Far better to save those great ideas for later, and bring them out again when you can do them... and in the mean time, concentrate on doing something you KNOW you can succeed at, and build up from there.

Yes, it's a slow process. There's no sexy "nothing-to-big-success" story here. But if you look historically at all of the really great student projects, the ones that win awards, I think you'll find that pretty much all of those students already had some idea of what they were doing ahead of time.

Peter Rivera said...

Your article is right on the nose. I had to complete a senior project course and I was put in a team to make a game for our final project, even though only two of us had some experience making a game. The project was based on a simple idea: FP survivor/horror game reminiscent of Condmned. But because of many objections from our professors about our direction the game ended up having to take place in the future, having to kill creatures and we had to incorporate a biofeedback device which would take data from the players heart rate and feed it into the game causing visual and auditory effects to change within the game and build up the horror. They expected us to learn an engine, program, and incorporate the device in a matter of 6 months. Needless to say the project fell through and I have to repeat the course this year in order to graduate. And what depresses me is that the professors still carry this mind set that students should be a jack of all trades when it comes to making any type of digital project whether it be games, animations, etc.

skysenshi said...

I believe in starting small, too. Start with just one fully-developed level, which you can finish in a few weeks.

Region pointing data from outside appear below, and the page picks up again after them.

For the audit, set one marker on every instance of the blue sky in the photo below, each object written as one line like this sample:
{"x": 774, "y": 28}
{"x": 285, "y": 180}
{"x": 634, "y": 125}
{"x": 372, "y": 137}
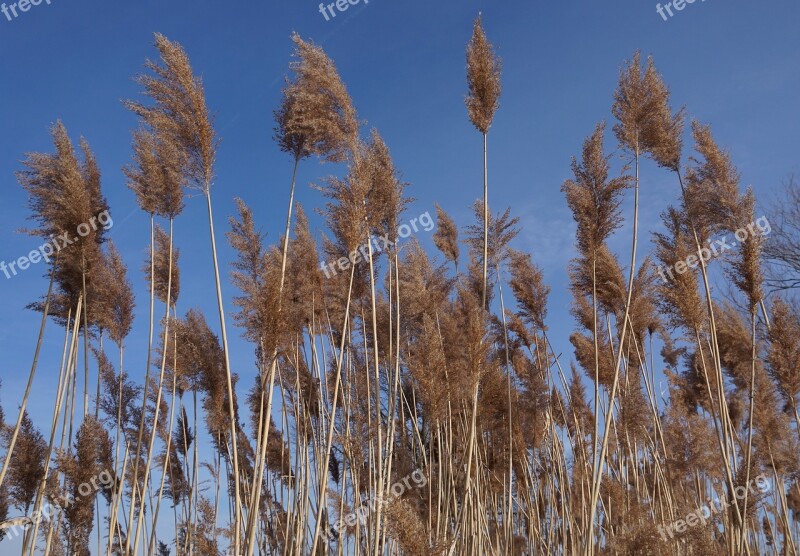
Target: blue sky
{"x": 732, "y": 63}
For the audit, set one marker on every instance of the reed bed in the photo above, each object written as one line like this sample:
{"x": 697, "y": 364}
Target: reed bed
{"x": 413, "y": 404}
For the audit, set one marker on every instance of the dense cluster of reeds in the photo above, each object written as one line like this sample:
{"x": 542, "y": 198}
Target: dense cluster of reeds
{"x": 410, "y": 365}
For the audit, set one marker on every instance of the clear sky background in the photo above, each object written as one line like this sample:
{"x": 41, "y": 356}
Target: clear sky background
{"x": 733, "y": 63}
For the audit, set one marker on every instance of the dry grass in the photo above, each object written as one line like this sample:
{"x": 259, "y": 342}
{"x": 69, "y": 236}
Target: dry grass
{"x": 410, "y": 365}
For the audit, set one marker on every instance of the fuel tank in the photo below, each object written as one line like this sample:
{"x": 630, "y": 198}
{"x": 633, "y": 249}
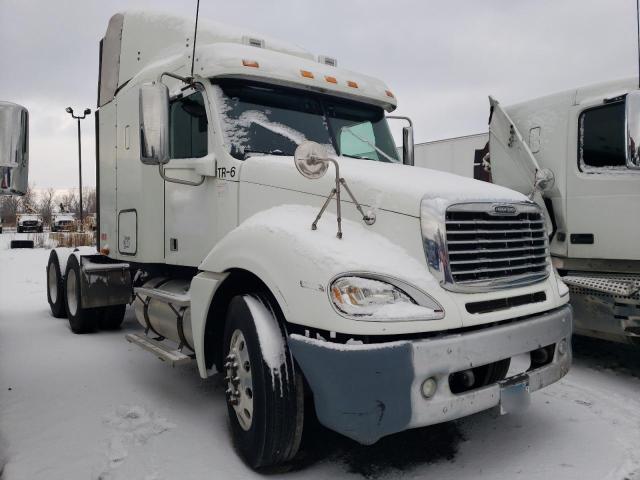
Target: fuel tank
{"x": 162, "y": 317}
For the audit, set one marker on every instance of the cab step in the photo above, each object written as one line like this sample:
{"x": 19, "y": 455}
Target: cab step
{"x": 164, "y": 352}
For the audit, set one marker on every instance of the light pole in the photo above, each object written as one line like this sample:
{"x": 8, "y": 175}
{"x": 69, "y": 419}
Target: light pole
{"x": 87, "y": 111}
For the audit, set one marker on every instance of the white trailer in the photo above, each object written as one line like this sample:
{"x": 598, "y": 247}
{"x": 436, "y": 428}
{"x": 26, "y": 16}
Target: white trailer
{"x": 587, "y": 139}
{"x": 14, "y": 149}
{"x": 453, "y": 155}
{"x": 216, "y": 193}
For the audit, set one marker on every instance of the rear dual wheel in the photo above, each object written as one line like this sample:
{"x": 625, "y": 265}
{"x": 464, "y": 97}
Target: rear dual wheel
{"x": 55, "y": 286}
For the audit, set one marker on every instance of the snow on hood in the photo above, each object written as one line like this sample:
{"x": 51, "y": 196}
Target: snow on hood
{"x": 393, "y": 187}
{"x": 359, "y": 250}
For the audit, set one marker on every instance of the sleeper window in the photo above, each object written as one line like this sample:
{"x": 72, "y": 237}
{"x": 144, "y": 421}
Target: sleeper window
{"x": 602, "y": 137}
{"x": 188, "y": 127}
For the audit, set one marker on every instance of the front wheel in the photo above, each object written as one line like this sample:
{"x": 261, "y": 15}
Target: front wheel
{"x": 265, "y": 398}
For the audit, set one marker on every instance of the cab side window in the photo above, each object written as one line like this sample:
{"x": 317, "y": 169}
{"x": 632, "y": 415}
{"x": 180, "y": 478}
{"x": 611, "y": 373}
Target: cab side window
{"x": 188, "y": 127}
{"x": 602, "y": 137}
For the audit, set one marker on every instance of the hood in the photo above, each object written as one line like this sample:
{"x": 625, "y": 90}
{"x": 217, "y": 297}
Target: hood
{"x": 385, "y": 186}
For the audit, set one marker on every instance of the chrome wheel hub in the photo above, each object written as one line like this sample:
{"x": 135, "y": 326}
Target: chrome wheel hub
{"x": 239, "y": 380}
{"x": 72, "y": 298}
{"x": 53, "y": 283}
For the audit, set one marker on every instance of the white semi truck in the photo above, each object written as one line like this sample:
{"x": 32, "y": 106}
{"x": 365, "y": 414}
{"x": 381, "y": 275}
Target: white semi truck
{"x": 587, "y": 137}
{"x": 217, "y": 188}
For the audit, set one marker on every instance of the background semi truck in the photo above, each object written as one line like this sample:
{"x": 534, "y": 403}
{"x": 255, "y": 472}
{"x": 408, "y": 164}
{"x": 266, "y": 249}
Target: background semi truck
{"x": 219, "y": 169}
{"x": 588, "y": 138}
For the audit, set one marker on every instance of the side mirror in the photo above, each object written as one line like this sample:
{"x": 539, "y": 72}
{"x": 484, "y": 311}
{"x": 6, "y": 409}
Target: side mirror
{"x": 632, "y": 114}
{"x": 14, "y": 149}
{"x": 407, "y": 146}
{"x": 154, "y": 124}
{"x": 311, "y": 160}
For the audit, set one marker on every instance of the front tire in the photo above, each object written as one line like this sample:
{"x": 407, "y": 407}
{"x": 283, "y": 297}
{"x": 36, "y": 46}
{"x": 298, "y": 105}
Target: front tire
{"x": 265, "y": 401}
{"x": 81, "y": 320}
{"x": 55, "y": 287}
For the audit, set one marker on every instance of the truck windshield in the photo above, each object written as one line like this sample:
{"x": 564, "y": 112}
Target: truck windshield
{"x": 265, "y": 119}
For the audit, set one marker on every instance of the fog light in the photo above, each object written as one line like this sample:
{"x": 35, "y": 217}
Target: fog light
{"x": 562, "y": 347}
{"x": 429, "y": 387}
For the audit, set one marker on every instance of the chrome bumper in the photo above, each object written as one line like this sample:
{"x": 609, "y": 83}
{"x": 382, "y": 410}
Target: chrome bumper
{"x": 368, "y": 391}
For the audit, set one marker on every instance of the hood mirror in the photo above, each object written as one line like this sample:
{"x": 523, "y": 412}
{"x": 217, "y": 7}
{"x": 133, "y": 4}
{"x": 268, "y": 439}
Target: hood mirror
{"x": 312, "y": 161}
{"x": 545, "y": 180}
{"x": 408, "y": 157}
{"x": 14, "y": 149}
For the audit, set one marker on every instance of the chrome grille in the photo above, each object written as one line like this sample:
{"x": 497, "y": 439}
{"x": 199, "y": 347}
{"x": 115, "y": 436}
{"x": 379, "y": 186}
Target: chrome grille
{"x": 486, "y": 247}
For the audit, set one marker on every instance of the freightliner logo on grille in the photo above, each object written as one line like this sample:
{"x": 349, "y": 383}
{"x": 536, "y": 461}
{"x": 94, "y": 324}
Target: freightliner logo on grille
{"x": 504, "y": 210}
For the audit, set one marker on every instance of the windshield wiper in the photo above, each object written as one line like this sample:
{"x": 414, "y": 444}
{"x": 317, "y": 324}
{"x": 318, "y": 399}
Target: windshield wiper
{"x": 348, "y": 129}
{"x": 247, "y": 152}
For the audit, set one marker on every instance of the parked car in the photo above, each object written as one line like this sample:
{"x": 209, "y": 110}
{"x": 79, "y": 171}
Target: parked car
{"x": 29, "y": 222}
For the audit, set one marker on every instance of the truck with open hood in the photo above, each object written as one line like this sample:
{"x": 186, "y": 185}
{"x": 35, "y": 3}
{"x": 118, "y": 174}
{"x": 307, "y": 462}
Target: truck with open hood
{"x": 584, "y": 143}
{"x": 253, "y": 208}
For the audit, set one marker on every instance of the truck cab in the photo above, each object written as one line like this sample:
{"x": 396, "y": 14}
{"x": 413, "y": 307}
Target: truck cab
{"x": 255, "y": 211}
{"x": 587, "y": 138}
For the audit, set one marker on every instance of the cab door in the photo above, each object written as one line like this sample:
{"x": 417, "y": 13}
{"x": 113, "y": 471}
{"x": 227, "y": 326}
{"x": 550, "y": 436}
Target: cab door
{"x": 603, "y": 195}
{"x": 196, "y": 202}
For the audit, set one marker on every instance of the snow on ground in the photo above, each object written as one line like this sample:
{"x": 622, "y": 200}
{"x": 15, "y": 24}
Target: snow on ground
{"x": 95, "y": 407}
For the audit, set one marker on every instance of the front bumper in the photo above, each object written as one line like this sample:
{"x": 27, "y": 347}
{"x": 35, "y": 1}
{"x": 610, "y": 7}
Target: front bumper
{"x": 369, "y": 391}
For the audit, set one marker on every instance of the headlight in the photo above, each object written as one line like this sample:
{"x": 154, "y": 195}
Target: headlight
{"x": 376, "y": 300}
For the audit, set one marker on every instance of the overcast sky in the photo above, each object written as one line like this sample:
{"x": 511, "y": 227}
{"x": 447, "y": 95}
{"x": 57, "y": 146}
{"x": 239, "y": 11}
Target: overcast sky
{"x": 441, "y": 58}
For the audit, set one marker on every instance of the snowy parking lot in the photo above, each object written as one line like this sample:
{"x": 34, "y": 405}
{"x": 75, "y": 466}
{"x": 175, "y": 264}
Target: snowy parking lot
{"x": 95, "y": 407}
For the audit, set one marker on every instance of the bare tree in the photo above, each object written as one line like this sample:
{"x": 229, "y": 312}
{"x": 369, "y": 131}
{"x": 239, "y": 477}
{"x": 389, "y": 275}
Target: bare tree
{"x": 46, "y": 205}
{"x": 68, "y": 200}
{"x": 28, "y": 200}
{"x": 9, "y": 209}
{"x": 89, "y": 200}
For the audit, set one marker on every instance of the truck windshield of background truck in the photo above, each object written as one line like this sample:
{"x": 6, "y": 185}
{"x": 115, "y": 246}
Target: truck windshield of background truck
{"x": 261, "y": 118}
{"x": 602, "y": 138}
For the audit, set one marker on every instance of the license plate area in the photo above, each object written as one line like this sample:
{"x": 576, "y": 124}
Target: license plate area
{"x": 515, "y": 395}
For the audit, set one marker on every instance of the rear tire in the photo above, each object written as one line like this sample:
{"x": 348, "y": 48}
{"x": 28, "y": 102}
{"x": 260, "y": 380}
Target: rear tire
{"x": 81, "y": 320}
{"x": 266, "y": 403}
{"x": 55, "y": 287}
{"x": 111, "y": 317}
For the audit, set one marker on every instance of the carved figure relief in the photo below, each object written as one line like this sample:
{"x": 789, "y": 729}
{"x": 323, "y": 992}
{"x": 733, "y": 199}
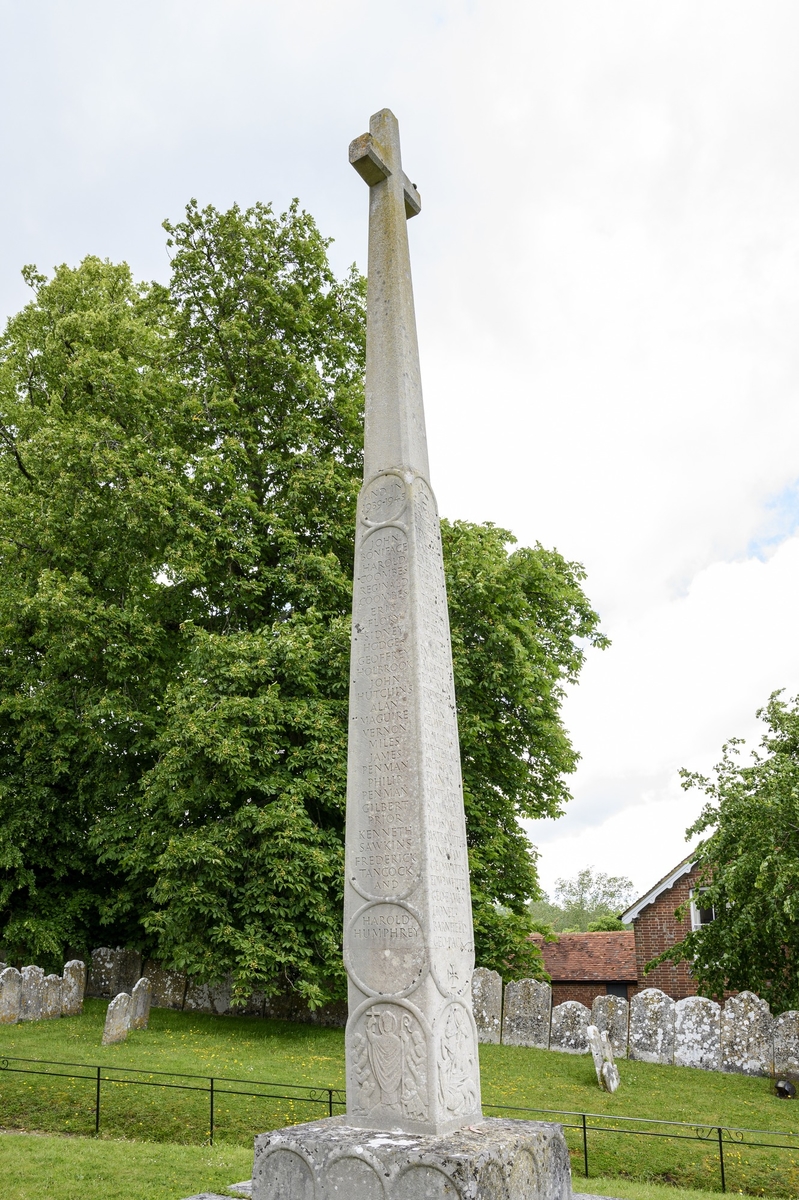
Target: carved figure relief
{"x": 390, "y": 1062}
{"x": 457, "y": 1063}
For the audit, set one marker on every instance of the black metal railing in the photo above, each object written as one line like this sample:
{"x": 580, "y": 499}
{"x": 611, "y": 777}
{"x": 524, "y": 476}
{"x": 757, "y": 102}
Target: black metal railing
{"x": 331, "y": 1098}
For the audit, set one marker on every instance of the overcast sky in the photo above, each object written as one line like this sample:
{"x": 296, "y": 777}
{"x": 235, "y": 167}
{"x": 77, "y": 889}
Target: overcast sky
{"x": 607, "y": 292}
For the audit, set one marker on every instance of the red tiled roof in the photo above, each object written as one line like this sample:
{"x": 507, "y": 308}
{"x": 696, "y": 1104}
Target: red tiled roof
{"x": 610, "y": 958}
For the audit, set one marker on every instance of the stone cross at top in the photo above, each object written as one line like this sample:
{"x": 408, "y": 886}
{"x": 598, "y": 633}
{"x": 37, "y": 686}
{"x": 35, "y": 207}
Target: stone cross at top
{"x": 395, "y": 417}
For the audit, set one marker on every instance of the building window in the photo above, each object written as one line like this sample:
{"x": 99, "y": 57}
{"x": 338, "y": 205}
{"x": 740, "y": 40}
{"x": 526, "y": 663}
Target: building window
{"x": 701, "y": 915}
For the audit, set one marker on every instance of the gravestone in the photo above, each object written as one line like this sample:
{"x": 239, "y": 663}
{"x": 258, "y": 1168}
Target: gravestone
{"x": 50, "y": 997}
{"x": 31, "y": 996}
{"x": 652, "y": 1026}
{"x": 487, "y": 1005}
{"x": 527, "y": 1013}
{"x": 118, "y": 1019}
{"x": 786, "y": 1045}
{"x": 746, "y": 1036}
{"x": 140, "y": 1001}
{"x": 413, "y": 1079}
{"x": 10, "y": 996}
{"x": 73, "y": 987}
{"x": 611, "y": 1015}
{"x": 569, "y": 1029}
{"x": 697, "y": 1033}
{"x": 607, "y": 1073}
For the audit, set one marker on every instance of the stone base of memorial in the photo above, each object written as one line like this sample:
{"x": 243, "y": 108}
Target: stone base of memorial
{"x": 493, "y": 1159}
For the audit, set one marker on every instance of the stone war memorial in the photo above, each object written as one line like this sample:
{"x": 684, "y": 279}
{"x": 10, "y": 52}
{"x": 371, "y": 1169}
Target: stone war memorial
{"x": 414, "y": 1126}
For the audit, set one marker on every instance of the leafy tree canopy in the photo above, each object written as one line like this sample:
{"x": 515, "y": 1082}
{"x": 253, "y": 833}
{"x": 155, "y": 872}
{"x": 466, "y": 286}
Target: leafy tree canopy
{"x": 178, "y": 478}
{"x": 749, "y": 863}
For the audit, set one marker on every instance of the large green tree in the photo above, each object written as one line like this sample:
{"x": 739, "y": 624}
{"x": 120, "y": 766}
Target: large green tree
{"x": 749, "y": 867}
{"x": 179, "y": 469}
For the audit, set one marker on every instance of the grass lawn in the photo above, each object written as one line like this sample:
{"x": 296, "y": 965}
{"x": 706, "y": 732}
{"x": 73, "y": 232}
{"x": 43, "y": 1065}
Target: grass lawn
{"x": 299, "y": 1054}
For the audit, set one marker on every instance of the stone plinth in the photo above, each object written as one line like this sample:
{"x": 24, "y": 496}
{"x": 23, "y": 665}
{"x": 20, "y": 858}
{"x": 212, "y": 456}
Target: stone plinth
{"x": 611, "y": 1015}
{"x": 72, "y": 988}
{"x": 493, "y": 1159}
{"x": 697, "y": 1033}
{"x": 487, "y": 1005}
{"x": 569, "y": 1029}
{"x": 527, "y": 1012}
{"x": 652, "y": 1026}
{"x": 10, "y": 996}
{"x": 746, "y": 1036}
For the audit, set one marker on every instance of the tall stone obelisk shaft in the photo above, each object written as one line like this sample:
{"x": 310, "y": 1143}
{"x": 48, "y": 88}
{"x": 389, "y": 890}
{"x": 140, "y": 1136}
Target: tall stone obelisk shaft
{"x": 412, "y": 1048}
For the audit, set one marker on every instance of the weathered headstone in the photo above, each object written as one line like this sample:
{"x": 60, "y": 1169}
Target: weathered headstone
{"x": 652, "y": 1026}
{"x": 50, "y": 997}
{"x": 611, "y": 1015}
{"x": 786, "y": 1045}
{"x": 569, "y": 1029}
{"x": 118, "y": 1019}
{"x": 73, "y": 987}
{"x": 413, "y": 1079}
{"x": 31, "y": 996}
{"x": 487, "y": 1005}
{"x": 746, "y": 1036}
{"x": 527, "y": 1013}
{"x": 10, "y": 996}
{"x": 607, "y": 1073}
{"x": 140, "y": 1001}
{"x": 697, "y": 1033}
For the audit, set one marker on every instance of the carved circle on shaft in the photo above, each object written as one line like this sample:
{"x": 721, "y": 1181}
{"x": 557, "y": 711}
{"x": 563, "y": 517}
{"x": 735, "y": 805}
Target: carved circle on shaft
{"x": 384, "y": 948}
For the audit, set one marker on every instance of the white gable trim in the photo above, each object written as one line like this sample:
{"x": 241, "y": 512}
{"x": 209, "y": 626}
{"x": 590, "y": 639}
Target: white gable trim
{"x": 659, "y": 888}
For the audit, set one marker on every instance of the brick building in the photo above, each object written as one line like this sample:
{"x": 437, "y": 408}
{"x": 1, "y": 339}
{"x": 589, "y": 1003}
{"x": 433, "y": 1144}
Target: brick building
{"x": 656, "y": 928}
{"x": 587, "y": 965}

Then just add more levels and additional features as you go along.

We started doing this last year because you're right. Many of the former graduates abandoned their game projects.

hearttlc said...

I teach video game dsign to high school students in grades 9-12 they are competive and sometimes that works to my advandage. I beleive that each game desgin or in my case each of my student have a different motivation for building the games, and the effort they put forth is evident by the detail and quailty of their game. I do feel that they have to have small successes to not get discouraged. While encouaging them to build small games while planning and modifying their dream game they remain motivated to push toward the finish line.